Zachary W. Carter, Corporation Counsel, New York (Diana Lawless of counsel), for presentment agency.
Order of disposition, Family Court, New York County (Stewart H. Weinstein, J.), entered on or about November 12, 2015, which adjudicated appellant a juvenile delinquent upon a fact-finding determination that he committed acts that, if committed by an adult, would constitute the crimes of criminal sexual act in the third degree and sexual abuse in the third degree, and placed him with the Office of Children and Family Services for a period of 18 months in a limited secure facility, with credit for time served, unanimously affirmed, without costs.
After weighing all the pertinent factors, we conclude that the court properly denied appellant's motion to dismiss the petition, made on the ground that he was denied his constitutional right to a speedy trial (see Matter of Benjamin L., 92 NY2d 660 [1999]). The presentment agency provided a sufficient explanation for its delay (of less than 10 months) in filing the petition, the delay did not undermine the rehabilitative goal of this proceeding, and appellant has not demonstrated any prejudice.
The court's finding was based on legally sufficient evidence and was not against the weight of the evidence (see People v Danielson, 9 NY3d 342, 348-349 [2007]). There is no basis for disturbing the court's credibility determinations. The evidence supports the conclusion that the sexual activity at issue occurred after the victim had plainly revoked any consent she may have given.

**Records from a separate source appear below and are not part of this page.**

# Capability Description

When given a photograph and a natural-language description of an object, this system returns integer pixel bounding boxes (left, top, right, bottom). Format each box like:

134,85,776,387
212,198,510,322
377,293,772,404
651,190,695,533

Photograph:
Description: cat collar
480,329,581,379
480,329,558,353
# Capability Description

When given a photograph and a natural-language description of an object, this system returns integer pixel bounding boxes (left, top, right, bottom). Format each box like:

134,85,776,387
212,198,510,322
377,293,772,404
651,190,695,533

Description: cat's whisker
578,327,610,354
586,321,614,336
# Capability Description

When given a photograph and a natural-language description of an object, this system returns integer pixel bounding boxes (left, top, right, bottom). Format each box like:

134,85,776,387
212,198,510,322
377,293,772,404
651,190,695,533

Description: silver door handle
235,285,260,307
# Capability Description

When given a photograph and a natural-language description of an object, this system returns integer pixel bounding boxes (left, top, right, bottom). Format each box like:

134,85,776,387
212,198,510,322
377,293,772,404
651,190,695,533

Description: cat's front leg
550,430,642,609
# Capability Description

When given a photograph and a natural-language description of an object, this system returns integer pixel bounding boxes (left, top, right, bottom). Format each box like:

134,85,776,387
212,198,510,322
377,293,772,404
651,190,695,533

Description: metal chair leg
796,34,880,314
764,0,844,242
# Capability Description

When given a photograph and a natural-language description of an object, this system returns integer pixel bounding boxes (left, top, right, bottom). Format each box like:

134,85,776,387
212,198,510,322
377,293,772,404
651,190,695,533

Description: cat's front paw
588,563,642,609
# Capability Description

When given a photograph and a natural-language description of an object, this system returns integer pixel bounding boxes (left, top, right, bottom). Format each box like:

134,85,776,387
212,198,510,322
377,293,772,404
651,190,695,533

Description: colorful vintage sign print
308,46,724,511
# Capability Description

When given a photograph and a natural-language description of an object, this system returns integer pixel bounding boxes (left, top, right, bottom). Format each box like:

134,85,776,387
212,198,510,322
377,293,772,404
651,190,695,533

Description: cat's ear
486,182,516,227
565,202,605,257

Reliance on the rape shield law, as applicable to these proceedings, to limit inquiry into the victim's sexual history was a provident exercise of the court's discretion (see Family Court Act § 344.4; Matter of Dakota EE., 209 AD2d 782 [3rd Dept 1994]). The additional evidentiary ruling challenged on appeal was also a provident exercise of discretion. In any event, any error in either or both of these rulings would not warrant reversal.
THIS CONSTITUTES THE DECISION AND ORDER
OF THE SUPREME COURT, APPELLATE DIVISION, FIRST DEPARTMENT.